The parents pointed to the Supreme Court’s decision two years ago in Espinoza v. Montana Department of Revenue, which held that a state may not exclude families and schools from participating in a student-aid program because of a school’s religious status. But the parents argued the high court didn’t resolve the question of whether a state may exclude families and schools based on the religious use to which a student’s aid might be put at a school.

The decision (pdf) in Carson v. Makin, court file 20-1088, an appeal from the U.S. Court of Appeals for the 1st Circuit, was delivered by Chief Justice John Roberts. The other five conservative justices joined the Roberts opinion. Liberal Justices Stephen Breyer and Sonia Sotomayor wrote separate dissenting opinions.

Roberts wrote that “Maine’s ‘nonsectarian’ requirement for its otherwise generally available tuition assistance payments violates the Free Exercise Clause.”

“Regardless of how the benefit and restriction are described, the program operates to identify and exclude otherwise eligible schools on the basis of their religious exercise.” The high court reversed the judgment of the 1st Circuit and remanded the case to that court “for further proceedings consistent with this opinion.”

Roberts noted that in the Espinoza decision the Supreme Court found that a provision of the Montana Constitution that “barred government aid to any school controlled in whole or in part by a church, sect, or denomination,” violated the Free Exercise Clause. The no-aid provision triggered strict scrutiny because it excluded “religious schools from public benefits solely because of the religious character of the schools,” the chief justice wrote, quoting Espinoza.

“‘A State need not subsidize private education,’ we concluded, “[b]ut once a State decides to do so, it cannot disqualify some private schools solely because they are religious.”

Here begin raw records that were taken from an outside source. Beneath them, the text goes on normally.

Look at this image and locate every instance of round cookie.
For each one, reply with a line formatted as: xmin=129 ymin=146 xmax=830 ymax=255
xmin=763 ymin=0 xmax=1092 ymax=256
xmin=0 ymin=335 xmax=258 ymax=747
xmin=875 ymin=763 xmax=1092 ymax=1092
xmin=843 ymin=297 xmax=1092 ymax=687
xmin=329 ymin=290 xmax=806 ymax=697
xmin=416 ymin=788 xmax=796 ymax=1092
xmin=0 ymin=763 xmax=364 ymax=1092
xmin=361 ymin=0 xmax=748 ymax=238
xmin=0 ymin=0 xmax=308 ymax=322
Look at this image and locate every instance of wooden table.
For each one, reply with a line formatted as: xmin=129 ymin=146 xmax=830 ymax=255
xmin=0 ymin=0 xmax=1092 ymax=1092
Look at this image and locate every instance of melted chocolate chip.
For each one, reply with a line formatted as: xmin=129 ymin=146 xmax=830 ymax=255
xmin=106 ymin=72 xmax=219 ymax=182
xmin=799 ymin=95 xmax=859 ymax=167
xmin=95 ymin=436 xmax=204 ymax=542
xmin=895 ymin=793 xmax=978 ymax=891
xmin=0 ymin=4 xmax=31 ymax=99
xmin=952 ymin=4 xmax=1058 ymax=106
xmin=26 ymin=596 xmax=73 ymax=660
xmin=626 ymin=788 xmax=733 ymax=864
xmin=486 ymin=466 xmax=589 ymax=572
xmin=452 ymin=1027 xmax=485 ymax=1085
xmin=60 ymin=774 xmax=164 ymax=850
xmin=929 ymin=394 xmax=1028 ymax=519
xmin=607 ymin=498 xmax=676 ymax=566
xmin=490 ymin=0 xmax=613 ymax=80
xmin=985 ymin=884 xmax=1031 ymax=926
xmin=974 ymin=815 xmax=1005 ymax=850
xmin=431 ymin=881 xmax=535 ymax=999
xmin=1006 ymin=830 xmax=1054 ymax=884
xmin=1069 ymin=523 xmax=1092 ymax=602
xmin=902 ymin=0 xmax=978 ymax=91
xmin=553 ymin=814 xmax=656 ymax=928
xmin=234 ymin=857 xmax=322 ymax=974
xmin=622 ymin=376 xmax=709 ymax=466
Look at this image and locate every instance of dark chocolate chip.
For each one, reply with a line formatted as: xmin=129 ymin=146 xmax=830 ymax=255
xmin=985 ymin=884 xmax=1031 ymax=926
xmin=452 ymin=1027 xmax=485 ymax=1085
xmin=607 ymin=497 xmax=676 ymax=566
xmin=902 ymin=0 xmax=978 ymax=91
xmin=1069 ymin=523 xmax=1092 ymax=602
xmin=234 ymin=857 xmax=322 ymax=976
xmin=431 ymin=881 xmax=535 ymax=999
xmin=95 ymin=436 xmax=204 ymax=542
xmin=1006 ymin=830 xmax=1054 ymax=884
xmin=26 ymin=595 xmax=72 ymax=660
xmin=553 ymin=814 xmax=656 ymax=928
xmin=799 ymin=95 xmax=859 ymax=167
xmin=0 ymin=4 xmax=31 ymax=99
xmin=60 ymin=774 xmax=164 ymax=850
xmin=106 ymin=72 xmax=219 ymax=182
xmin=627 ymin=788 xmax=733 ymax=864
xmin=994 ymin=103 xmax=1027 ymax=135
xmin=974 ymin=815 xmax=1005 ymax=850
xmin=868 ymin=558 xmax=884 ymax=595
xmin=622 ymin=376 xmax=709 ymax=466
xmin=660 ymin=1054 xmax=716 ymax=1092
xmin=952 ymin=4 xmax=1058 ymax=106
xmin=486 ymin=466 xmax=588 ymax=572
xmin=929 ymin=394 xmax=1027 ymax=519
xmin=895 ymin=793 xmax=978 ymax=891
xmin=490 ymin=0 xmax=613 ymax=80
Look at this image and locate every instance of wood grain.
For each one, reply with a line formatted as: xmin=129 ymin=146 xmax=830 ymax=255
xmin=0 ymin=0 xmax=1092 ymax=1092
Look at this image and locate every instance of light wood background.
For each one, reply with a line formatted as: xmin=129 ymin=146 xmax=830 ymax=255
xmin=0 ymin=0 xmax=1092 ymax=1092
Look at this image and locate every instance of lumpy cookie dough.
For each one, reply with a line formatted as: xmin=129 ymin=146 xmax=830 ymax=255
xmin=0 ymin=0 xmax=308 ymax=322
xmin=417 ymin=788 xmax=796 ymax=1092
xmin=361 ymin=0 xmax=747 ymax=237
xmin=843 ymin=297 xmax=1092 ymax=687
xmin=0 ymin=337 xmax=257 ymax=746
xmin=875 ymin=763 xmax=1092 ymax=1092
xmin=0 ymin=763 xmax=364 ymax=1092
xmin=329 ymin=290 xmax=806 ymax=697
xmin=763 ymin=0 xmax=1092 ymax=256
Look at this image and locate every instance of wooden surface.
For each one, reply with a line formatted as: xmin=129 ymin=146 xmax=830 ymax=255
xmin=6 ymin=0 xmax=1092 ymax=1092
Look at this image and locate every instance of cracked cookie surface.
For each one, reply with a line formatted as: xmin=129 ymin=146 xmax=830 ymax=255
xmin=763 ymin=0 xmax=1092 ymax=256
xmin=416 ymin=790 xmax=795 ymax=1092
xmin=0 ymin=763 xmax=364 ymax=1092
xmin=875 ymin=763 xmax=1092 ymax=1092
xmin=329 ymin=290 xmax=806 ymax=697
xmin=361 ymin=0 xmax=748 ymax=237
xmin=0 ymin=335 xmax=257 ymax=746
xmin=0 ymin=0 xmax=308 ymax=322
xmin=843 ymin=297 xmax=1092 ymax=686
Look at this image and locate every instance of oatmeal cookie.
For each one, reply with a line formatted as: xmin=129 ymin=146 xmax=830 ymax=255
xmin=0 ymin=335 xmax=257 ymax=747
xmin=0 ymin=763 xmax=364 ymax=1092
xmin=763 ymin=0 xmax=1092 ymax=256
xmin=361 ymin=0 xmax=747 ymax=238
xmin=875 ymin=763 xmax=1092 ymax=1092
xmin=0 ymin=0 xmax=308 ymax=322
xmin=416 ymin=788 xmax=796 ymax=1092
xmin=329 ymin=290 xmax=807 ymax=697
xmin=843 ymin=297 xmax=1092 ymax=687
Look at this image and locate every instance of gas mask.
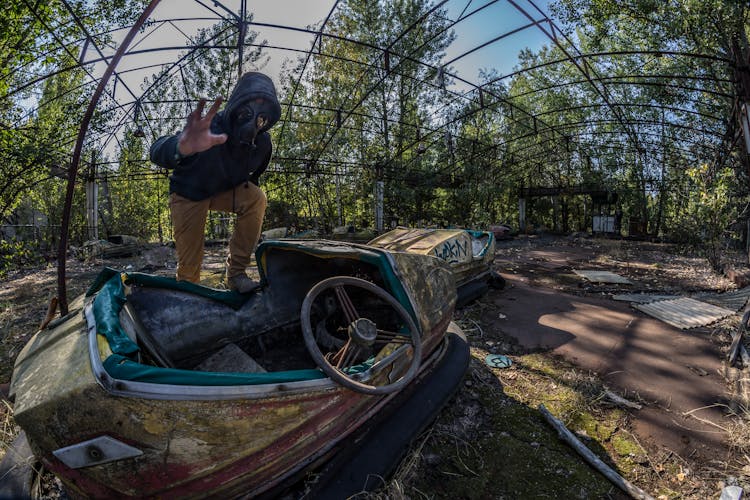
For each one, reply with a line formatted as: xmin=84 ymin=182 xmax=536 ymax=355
xmin=230 ymin=97 xmax=273 ymax=149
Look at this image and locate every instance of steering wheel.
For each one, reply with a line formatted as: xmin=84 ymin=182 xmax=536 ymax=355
xmin=300 ymin=276 xmax=422 ymax=394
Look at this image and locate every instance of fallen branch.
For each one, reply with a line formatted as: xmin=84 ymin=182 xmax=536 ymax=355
xmin=727 ymin=311 xmax=750 ymax=368
xmin=604 ymin=389 xmax=643 ymax=410
xmin=539 ymin=404 xmax=654 ymax=500
xmin=39 ymin=297 xmax=57 ymax=330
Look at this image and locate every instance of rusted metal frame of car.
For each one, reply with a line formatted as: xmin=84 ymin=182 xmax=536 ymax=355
xmin=508 ymin=77 xmax=732 ymax=99
xmin=95 ymin=27 xmax=235 ymax=151
xmin=484 ymin=50 xmax=732 ymax=89
xmin=537 ymin=102 xmax=723 ymax=122
xmin=279 ymin=0 xmax=339 ymax=149
xmin=60 ymin=0 xmax=159 ymax=139
xmin=306 ymin=0 xmax=448 ymax=171
xmin=407 ymin=114 xmax=732 ymax=190
xmin=57 ymin=0 xmax=160 ymax=316
xmin=508 ymin=0 xmax=652 ymax=164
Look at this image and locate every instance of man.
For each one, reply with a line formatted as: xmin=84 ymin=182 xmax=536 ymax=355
xmin=151 ymin=72 xmax=281 ymax=293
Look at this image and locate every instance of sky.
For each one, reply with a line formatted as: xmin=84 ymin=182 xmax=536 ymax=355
xmin=98 ymin=0 xmax=551 ymax=102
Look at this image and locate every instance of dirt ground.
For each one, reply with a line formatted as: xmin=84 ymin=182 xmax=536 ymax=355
xmin=0 ymin=236 xmax=750 ymax=499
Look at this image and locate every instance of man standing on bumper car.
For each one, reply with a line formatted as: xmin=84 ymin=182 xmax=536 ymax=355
xmin=150 ymin=72 xmax=281 ymax=293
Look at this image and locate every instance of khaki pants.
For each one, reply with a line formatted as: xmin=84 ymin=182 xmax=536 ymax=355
xmin=169 ymin=182 xmax=266 ymax=283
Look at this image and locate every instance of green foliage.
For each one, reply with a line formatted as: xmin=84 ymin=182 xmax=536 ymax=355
xmin=0 ymin=239 xmax=44 ymax=279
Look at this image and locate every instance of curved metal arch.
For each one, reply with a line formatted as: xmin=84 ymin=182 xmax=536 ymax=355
xmin=57 ymin=0 xmax=160 ymax=316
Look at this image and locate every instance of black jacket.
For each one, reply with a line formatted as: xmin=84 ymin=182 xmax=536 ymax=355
xmin=150 ymin=73 xmax=281 ymax=201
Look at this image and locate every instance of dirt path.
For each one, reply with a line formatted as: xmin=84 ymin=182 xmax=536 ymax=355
xmin=493 ymin=274 xmax=728 ymax=459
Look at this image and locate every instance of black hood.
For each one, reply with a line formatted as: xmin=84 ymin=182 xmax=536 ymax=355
xmin=222 ymin=71 xmax=281 ymax=132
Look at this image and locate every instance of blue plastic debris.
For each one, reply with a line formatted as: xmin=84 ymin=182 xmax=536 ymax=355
xmin=484 ymin=354 xmax=513 ymax=368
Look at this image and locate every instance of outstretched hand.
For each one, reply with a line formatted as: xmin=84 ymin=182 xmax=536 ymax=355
xmin=177 ymin=97 xmax=227 ymax=156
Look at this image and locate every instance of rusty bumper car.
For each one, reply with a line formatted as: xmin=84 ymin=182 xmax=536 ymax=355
xmin=368 ymin=227 xmax=505 ymax=307
xmin=11 ymin=240 xmax=469 ymax=498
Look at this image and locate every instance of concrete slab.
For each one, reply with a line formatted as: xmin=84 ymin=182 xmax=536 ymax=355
xmin=494 ymin=274 xmax=727 ymax=458
xmin=634 ymin=297 xmax=735 ymax=330
xmin=612 ymin=293 xmax=680 ymax=304
xmin=573 ymin=269 xmax=633 ymax=285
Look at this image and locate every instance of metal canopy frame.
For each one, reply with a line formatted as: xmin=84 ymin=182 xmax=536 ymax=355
xmin=2 ymin=0 xmax=746 ymax=312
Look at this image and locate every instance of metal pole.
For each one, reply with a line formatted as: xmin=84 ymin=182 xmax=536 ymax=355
xmin=57 ymin=0 xmax=160 ymax=316
xmin=237 ymin=0 xmax=247 ymax=80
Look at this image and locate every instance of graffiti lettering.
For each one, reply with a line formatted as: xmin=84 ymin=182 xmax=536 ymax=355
xmin=433 ymin=240 xmax=469 ymax=264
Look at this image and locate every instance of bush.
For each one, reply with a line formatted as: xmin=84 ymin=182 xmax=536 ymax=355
xmin=0 ymin=240 xmax=44 ymax=278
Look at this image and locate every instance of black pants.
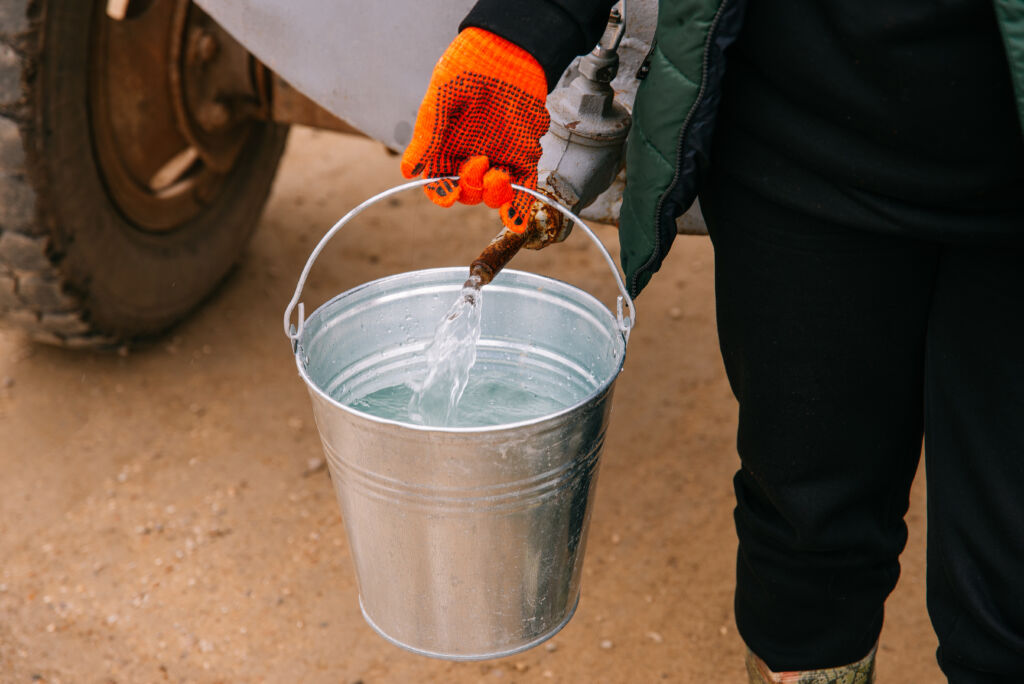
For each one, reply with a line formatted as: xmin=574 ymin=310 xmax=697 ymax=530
xmin=701 ymin=169 xmax=1024 ymax=683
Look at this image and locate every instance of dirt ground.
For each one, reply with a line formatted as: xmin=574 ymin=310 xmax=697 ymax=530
xmin=0 ymin=129 xmax=942 ymax=684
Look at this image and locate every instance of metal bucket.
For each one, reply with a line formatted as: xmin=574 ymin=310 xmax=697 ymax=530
xmin=285 ymin=180 xmax=635 ymax=659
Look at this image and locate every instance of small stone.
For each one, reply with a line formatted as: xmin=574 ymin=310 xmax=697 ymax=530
xmin=302 ymin=457 xmax=327 ymax=477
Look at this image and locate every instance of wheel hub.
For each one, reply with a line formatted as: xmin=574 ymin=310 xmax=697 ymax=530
xmin=89 ymin=0 xmax=266 ymax=231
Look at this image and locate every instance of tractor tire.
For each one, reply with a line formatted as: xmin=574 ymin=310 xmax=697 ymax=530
xmin=0 ymin=0 xmax=288 ymax=347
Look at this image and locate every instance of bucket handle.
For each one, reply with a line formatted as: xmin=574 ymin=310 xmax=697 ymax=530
xmin=285 ymin=176 xmax=637 ymax=350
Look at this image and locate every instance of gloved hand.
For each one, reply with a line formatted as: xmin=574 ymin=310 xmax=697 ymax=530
xmin=401 ymin=27 xmax=550 ymax=232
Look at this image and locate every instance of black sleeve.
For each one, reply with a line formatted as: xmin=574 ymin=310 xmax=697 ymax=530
xmin=459 ymin=0 xmax=616 ymax=92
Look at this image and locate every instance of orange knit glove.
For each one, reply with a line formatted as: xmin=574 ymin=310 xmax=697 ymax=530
xmin=401 ymin=27 xmax=550 ymax=232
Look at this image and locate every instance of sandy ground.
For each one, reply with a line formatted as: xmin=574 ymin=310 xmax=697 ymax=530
xmin=0 ymin=129 xmax=941 ymax=684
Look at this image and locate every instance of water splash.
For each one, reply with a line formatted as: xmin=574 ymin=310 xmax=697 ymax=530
xmin=409 ymin=275 xmax=483 ymax=426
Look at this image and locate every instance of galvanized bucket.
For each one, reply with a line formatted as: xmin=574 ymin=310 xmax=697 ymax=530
xmin=285 ymin=180 xmax=635 ymax=660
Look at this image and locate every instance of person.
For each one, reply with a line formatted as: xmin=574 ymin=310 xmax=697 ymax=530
xmin=401 ymin=0 xmax=1024 ymax=683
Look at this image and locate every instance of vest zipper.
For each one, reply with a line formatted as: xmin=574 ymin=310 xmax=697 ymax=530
xmin=630 ymin=0 xmax=729 ymax=297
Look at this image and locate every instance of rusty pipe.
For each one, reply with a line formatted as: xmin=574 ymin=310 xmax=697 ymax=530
xmin=466 ymin=228 xmax=530 ymax=288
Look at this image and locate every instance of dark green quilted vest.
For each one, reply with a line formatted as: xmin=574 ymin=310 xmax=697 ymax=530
xmin=618 ymin=0 xmax=1024 ymax=296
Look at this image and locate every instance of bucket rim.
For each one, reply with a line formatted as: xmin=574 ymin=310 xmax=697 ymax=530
xmin=293 ymin=266 xmax=629 ymax=434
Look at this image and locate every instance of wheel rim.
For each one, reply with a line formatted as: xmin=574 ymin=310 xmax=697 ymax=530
xmin=89 ymin=0 xmax=265 ymax=232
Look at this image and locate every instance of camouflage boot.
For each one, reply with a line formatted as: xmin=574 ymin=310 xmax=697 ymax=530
xmin=746 ymin=644 xmax=878 ymax=684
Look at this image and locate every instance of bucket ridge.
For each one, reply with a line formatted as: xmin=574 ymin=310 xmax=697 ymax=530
xmin=324 ymin=429 xmax=605 ymax=512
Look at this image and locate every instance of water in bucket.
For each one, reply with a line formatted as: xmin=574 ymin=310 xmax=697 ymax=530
xmin=346 ymin=274 xmax=592 ymax=427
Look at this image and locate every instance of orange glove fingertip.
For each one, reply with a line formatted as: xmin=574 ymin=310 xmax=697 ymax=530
xmin=483 ymin=169 xmax=515 ymax=209
xmin=423 ymin=178 xmax=460 ymax=209
xmin=459 ymin=155 xmax=490 ymax=204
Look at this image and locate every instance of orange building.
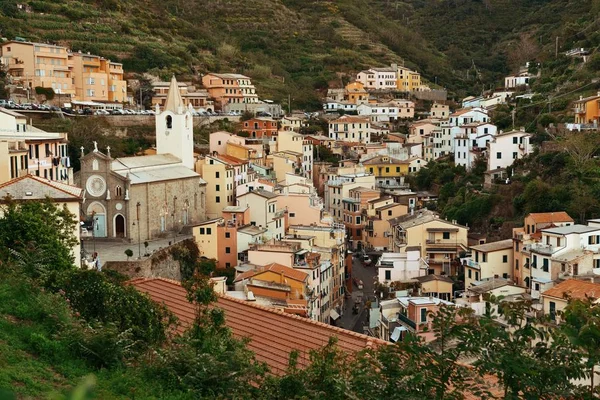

Roberts added, a “neutral benefit program in which public funds flow to religious organizations through the independent choices of private benefit recipients does not offend the Establishment Clause.”

In his dissent, Breyer wrote that there is some “play in the joints” between the First Amendment’s two Religion Clauses and this “gives States some degree of legislative leeway.”

Sometimes it allows a state to “further antiestablishment interests by withholding aid from religious institutions without violating the Constitution’s protections for the free exercise of religion. In my view, Maine’s nonsectarian requirement falls squarely within the scope of that constitutional leeway.”

In her dissent, Sotomayor lamented that, in her words, the Supreme Court “continues to dismantle the wall of separation between church and state that the Framers fought to build,” and that “[n]othing in the Constitution requires today’s result.”

“What a difference five years makes. In 2017, I feared that the Court was “lead[ing] us … to a place where separation of church and state is a constitutional slogan, not a constitutional commitment,” she wrote, quoting her dissent (pdf) in Trinity Lutheran Church of Columbia Inc. v. Comer.

“Today, the Court leads us to a place where separation of church and state becomes a constitutional violation. If a State cannot offer subsidies to its citizens without being required to fund religious exercise, any State that values its historic antiestablishment interests more than this Court does will have to curtail the support it offers to its citizens. With growing concern for where this Court will lead us next, I respectfully dissent.”